Use this topic to learn about the alerts when a service is down.

Fault Management Service Restart

The fault manager service maintains the alert sequence IDs and guarantees ordered sequencing of alert notifications even after the service reboots.

The incoming alerts remain on the message bus until the fault management service acknowledges it to remove it off the message bus.

Notification Service Restart

Fault Manager publishes alert notifications on the message bus. The notification service acknowledges all the alert notifications. If the notification service crashes or reboots, the un-acknowledged notifications that are left on the message bus, are published to the registered subscribers after the notification service reboots.

RabbitMQ Restart

XCO does not persist messages across MQ reboot, so all pending alerts are lost.
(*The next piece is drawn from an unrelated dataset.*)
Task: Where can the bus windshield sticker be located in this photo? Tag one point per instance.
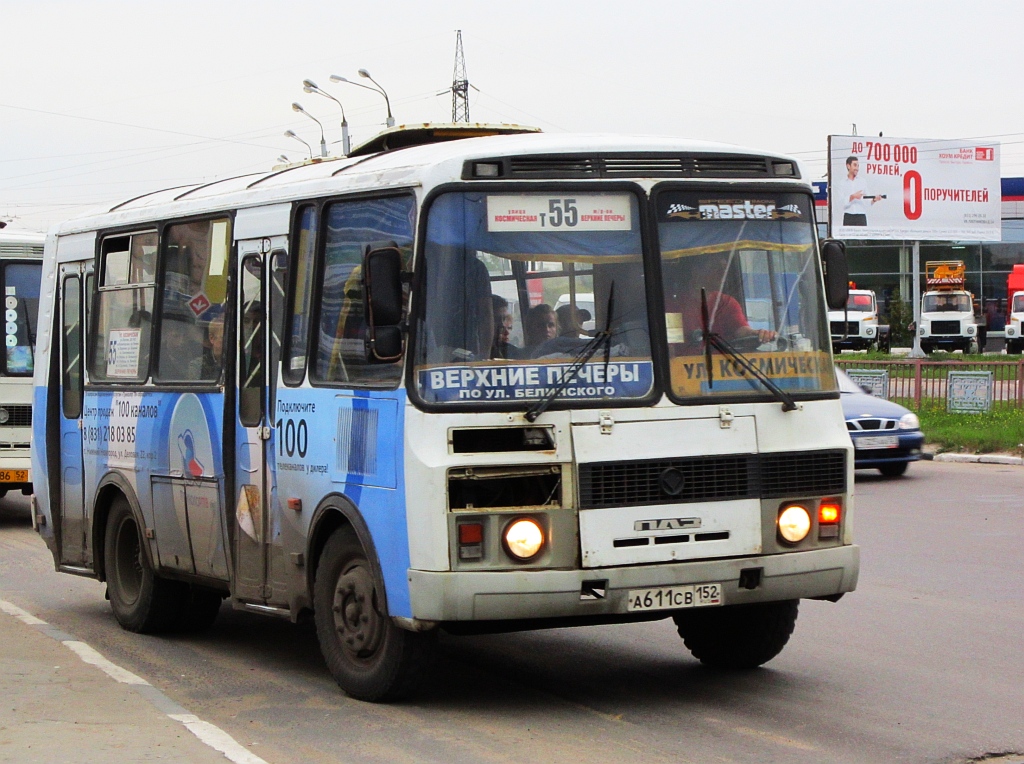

You can query the fault service for the missed alert notifications using the sequence IDs.

Note

Note

Depending on the state of the message location, fault management service might not receive notifications from the components. Therefore, it does not raise an alert.

There are minimal chance of RabbitMQ rebooting alone . RabbitMQ reboots are usually associated with system issues which impact other services.

System Restart

XCO attempts to re-notify fault management service on reboot. You can observe more frequent updates on HA status, storage status, and LDAP connectivity.

Most in-flight messages are lost. However, XCO ensures that alerts are regenerated and published on system restart. This also applies to failovers.

XCO increments the sequence ID correctly for alerts even after the system reboot and ensures ordered delivery of notifications.

Sub-System Restart

A sub-system is a component of XCO that is responsible for publishing a message that is eventually converted into an alert by the fault management service.

Note

Note

XCO cannot raise alerts during a sub-system reboot.